The effect of an earthquake is the damage which happens as a result of the earthquake. The effects of an earthquake can vary depending on:

• The size of the earthquake on the Richter scale - the higher it is on the scale, the more destruction it can cause.

• Level of development - whether it occurs in a rich or a poor country. Richer countries will be more likely to be able to predict, protect and prepare themselves from the effects of an earthquake.

• The depth of the focus - if it's shallow, it can be more destructive.

• Distance from epicentre - the effects of an earthquake are more severe at its centre.

• Population density - the more people living in an area, the more likely that more deaths and casualties may arise.

• The time of day - whether people are in their homes, work or travelling.

Key fact

We can classify the effects of an earthquake into the following categories:

• primary effects - things that happen immediately as a result of an earthquake

• secondary effects - things that happen in the hours, days and weeks after the initial earthquake

Responses

Responses are how countries react to an earthquake. They are categorised as follows:

• Short-term or immediate - a response in the days and weeks immediately after a disaster has happened. Short-term responses mainly involve search and rescue and helping the injured.

• Long-term - responses that go on for months and years after a disaster. It involves rebuilding destroyed houses, schools, hospitals, etc. It also involves kick-starting the local economy.

Prediction, protection and preparation

Prediction

Prediction involves using seismometers to monitor earth tremors.
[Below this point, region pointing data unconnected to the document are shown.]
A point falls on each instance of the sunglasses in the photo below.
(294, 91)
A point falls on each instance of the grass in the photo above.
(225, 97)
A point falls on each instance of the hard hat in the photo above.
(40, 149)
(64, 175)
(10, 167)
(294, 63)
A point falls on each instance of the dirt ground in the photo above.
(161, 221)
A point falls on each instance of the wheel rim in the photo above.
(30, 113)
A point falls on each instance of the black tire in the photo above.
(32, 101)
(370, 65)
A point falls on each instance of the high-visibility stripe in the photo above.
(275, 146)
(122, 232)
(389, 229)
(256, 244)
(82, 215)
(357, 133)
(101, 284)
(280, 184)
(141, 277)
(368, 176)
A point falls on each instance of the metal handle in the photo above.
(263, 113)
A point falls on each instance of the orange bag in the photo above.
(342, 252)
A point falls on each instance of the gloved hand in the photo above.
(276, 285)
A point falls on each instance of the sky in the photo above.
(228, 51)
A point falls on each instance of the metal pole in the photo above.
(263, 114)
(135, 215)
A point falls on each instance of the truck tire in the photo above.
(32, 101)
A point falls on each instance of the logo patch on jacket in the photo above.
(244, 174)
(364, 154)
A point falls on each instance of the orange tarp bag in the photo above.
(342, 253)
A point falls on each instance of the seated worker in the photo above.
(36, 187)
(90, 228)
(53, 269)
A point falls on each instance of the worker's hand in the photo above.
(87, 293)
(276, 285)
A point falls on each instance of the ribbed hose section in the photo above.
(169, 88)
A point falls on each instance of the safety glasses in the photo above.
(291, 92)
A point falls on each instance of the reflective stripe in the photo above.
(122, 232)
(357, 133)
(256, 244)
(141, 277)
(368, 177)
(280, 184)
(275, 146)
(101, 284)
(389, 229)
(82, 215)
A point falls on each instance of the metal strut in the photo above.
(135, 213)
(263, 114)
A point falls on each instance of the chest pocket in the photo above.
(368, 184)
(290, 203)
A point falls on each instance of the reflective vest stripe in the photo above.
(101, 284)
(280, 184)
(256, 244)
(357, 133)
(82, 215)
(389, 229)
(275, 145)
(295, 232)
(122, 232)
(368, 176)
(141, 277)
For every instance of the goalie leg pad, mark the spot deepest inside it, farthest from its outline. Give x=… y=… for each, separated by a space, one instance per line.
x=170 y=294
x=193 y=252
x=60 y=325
Experts know where earthquakes are likely to happen. However, it is very difficult to predict when they will happen. Even looking at the timescale between earthquakes doesn't seem to work.

Protection

Protection involves constructing buildings so that they are safe to live in and will not collapse. Some examples of building improvements are:

• rubber shock absorbers in the foundations to absorb the Earth tremors

• steel frames that can sway during Earth movements

• open areas outside of the buildings where people can assemble during an evacuation

Figure caption,

Example of an earthquake-proof building

Preparation

In earthquake-prone countries, hospitals, emergency services and residents practise for an earthquake. They have drills in all public buildings so that people know what to do in the event of an earthquake. This helps to reduce the impact and increases their chance of survival.